Easily grown in dry, very well-draining soils in full sun to part shade. Prefers some light shade if grown outdoors in a climate with hot summers. As a houseplant, this succulent requires as much bright light as possible. Tolerates some drought once established. Reduce watering during the winter. A relatively vigorous grower and easily propagated from offsets. Hardy in Zones 7-11.

Noteworthy Characteristics

Aloe aristata, commonly called torch plant or lace aloe, is a low-growing, evergreen, rosette-forming succulent native to a range of habitats in southern Africa. These include the dry sands of the Karoo region and cool, rocky slopes in Lesotho and KwaZulu-Natal. Lace aloe is often found growing in clumps of ten or more rosettes, forming a low mound up to 2' wide. The rosettes can reach up to 8" in diameter and are made up of dark, grey-green, triangle shaped foliage (up to 6" long) with small white spots and fine, white hairs along their margins. In summer, flowering stalks (up to 15" tall) appear from mature rosettes bearing a cluster of tubular, pendulous, coral-orange blooms.

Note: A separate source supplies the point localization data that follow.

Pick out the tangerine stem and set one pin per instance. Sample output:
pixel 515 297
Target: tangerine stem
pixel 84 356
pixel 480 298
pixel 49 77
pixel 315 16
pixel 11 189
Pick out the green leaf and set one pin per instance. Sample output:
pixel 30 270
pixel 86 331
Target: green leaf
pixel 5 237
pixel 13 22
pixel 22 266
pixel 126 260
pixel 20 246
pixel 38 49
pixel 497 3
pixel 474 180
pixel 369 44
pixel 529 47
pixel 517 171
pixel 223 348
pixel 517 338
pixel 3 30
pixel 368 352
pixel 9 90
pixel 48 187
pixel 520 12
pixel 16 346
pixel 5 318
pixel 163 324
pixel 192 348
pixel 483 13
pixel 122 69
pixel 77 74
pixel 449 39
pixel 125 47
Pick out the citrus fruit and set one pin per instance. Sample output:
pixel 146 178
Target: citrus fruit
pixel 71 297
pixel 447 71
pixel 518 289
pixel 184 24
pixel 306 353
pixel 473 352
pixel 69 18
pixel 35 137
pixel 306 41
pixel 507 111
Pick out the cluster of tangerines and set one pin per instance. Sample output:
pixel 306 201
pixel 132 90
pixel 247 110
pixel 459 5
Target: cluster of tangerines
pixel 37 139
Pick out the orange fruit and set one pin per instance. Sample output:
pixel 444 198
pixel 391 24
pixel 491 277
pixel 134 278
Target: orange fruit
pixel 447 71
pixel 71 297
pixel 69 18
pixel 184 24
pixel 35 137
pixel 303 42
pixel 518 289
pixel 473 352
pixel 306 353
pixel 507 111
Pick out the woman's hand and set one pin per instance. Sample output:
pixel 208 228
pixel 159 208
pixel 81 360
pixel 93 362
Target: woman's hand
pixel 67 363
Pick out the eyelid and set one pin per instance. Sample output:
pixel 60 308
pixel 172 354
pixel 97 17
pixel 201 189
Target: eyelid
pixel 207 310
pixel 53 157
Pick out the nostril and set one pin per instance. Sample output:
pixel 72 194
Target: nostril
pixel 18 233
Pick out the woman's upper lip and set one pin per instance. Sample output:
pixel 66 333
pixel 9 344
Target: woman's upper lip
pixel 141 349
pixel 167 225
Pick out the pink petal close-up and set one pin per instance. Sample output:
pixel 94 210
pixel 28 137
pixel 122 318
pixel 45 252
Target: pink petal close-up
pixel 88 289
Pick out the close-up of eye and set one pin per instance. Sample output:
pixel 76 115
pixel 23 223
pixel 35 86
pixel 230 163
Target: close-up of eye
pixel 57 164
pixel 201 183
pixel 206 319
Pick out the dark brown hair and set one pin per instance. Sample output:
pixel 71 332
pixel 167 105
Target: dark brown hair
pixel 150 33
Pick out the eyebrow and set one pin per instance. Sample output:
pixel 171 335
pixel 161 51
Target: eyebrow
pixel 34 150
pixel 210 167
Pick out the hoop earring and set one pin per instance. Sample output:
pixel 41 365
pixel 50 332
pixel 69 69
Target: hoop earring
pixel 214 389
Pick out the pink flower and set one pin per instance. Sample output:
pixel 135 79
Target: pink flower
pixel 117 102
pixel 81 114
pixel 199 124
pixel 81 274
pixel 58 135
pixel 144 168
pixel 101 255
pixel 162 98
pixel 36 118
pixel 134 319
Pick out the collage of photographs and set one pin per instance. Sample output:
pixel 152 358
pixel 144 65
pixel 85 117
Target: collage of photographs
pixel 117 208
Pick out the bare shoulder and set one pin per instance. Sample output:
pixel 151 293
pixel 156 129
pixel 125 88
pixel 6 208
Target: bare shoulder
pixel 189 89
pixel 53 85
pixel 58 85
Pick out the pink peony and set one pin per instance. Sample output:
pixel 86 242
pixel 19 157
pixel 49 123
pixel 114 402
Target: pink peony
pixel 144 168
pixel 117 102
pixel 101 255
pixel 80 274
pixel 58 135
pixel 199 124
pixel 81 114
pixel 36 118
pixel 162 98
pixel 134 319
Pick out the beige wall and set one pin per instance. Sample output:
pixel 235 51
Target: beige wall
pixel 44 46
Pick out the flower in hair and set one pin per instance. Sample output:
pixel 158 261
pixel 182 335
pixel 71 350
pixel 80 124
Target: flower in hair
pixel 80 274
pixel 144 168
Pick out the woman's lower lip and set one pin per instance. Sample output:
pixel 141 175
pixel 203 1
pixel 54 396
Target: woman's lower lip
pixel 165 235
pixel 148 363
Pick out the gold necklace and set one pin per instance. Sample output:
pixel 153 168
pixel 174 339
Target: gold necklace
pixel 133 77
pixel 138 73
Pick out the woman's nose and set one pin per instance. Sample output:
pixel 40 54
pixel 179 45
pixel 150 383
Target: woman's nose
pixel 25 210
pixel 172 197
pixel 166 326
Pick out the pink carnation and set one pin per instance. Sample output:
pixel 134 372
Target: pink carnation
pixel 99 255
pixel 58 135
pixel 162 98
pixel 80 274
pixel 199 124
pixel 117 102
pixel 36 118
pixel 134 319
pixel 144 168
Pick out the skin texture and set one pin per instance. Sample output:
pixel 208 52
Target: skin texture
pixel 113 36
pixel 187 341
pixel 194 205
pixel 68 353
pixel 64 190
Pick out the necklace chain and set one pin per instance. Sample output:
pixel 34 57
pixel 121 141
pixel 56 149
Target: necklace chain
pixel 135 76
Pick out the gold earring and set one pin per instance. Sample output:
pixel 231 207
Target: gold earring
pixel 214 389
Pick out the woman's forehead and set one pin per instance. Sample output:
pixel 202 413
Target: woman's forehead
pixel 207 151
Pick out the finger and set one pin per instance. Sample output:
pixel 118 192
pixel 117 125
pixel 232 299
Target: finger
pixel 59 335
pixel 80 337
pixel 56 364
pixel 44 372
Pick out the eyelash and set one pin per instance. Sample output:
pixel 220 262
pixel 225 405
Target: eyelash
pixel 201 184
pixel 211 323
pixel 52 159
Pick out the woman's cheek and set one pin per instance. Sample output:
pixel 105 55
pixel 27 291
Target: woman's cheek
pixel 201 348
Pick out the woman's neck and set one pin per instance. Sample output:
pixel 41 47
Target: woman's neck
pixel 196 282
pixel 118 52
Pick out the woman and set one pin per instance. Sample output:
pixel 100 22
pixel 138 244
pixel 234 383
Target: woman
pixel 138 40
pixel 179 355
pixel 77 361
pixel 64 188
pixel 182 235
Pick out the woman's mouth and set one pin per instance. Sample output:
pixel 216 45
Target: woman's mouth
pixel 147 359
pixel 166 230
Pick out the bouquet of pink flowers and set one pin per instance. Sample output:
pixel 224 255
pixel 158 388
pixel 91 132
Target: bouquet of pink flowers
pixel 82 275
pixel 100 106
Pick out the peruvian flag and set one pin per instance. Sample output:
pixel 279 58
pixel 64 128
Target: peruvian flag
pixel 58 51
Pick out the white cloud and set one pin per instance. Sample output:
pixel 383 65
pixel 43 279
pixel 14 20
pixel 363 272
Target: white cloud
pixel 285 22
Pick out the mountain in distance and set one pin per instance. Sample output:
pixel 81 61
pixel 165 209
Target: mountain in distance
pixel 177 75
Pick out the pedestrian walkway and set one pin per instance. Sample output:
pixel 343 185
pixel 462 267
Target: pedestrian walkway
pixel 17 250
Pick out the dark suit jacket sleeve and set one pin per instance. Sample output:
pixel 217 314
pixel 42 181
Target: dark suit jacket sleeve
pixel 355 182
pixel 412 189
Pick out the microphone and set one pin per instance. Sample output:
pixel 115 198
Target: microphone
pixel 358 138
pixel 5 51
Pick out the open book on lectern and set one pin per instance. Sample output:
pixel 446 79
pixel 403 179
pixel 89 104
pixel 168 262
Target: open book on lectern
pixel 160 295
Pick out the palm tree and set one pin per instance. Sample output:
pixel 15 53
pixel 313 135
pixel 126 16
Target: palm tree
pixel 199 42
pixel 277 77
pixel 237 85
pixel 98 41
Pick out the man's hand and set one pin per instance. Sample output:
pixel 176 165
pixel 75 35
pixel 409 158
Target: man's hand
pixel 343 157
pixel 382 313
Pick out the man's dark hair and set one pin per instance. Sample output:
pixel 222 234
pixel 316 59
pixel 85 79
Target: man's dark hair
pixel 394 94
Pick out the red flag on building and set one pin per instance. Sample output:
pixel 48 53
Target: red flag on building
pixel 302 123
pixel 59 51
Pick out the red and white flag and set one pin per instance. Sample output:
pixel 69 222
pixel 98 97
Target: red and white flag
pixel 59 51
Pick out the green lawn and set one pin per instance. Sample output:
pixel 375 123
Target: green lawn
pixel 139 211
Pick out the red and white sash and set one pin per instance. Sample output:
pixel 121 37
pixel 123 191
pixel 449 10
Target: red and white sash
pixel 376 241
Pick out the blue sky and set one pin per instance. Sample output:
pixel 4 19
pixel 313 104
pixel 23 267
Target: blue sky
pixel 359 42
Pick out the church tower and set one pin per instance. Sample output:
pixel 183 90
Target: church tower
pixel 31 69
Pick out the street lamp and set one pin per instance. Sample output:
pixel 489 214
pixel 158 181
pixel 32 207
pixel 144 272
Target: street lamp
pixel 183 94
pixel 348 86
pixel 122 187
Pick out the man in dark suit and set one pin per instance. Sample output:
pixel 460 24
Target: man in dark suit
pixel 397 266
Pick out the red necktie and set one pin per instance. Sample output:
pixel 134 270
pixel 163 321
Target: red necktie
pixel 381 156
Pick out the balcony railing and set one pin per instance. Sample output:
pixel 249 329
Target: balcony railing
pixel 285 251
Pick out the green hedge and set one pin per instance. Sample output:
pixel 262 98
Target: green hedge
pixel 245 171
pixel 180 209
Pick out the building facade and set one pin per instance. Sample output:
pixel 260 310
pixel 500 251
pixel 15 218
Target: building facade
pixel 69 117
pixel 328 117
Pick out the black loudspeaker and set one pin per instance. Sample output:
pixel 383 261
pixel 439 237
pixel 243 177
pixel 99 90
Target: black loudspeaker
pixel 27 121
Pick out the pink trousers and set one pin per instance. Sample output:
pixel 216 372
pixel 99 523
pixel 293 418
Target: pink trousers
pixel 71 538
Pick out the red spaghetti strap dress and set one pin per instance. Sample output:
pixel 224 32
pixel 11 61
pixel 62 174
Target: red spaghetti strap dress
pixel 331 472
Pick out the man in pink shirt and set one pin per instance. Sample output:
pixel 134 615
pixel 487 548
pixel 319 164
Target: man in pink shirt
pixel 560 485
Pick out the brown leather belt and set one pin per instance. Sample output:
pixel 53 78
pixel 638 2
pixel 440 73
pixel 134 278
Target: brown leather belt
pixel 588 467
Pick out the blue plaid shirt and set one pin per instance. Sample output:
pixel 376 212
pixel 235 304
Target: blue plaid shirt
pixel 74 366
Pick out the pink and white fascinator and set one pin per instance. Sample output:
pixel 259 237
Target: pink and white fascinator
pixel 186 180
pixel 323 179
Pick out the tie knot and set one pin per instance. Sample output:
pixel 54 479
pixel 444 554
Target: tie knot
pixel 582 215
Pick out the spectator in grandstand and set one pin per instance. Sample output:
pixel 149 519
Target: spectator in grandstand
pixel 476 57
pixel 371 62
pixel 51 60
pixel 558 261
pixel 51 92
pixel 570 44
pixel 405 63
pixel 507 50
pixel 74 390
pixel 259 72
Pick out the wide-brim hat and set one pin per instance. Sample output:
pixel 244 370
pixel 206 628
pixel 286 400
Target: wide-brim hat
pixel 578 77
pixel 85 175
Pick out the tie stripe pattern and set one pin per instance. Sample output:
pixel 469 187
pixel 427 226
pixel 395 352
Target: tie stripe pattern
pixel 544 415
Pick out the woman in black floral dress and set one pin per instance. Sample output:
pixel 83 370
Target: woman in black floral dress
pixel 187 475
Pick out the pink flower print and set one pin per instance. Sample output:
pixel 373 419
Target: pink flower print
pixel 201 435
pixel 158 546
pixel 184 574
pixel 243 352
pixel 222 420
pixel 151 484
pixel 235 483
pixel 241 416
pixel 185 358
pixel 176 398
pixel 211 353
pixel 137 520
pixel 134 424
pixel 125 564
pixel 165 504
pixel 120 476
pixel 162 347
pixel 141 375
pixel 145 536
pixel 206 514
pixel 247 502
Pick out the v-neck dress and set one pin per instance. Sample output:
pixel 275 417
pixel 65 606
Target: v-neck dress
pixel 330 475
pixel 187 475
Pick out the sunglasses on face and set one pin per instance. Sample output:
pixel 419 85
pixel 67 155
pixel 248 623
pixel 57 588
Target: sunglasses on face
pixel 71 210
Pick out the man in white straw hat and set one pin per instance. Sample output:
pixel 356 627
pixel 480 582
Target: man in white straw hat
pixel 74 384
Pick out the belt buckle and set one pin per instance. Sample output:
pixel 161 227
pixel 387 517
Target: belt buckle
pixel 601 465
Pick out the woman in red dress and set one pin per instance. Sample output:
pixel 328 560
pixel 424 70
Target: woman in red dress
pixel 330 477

The genus name Aloe comes from the Arabic name of these perennial succulents.

The specific epithet aristata means "bearing bristles or a beard", and refers to the fine, white hairs found on the leaf margins of this species.

Problems

Avoid overhead watering, as this can lead to rotting within the rosettes. Constantly wet or poorly draining soils can also lead to rot. Watch for mealy bugs and scale, particularly when grown indoors.

Uses

Desert gardens, rock gardens, xeriscaping. Suitable for container growing and use as a houseplant.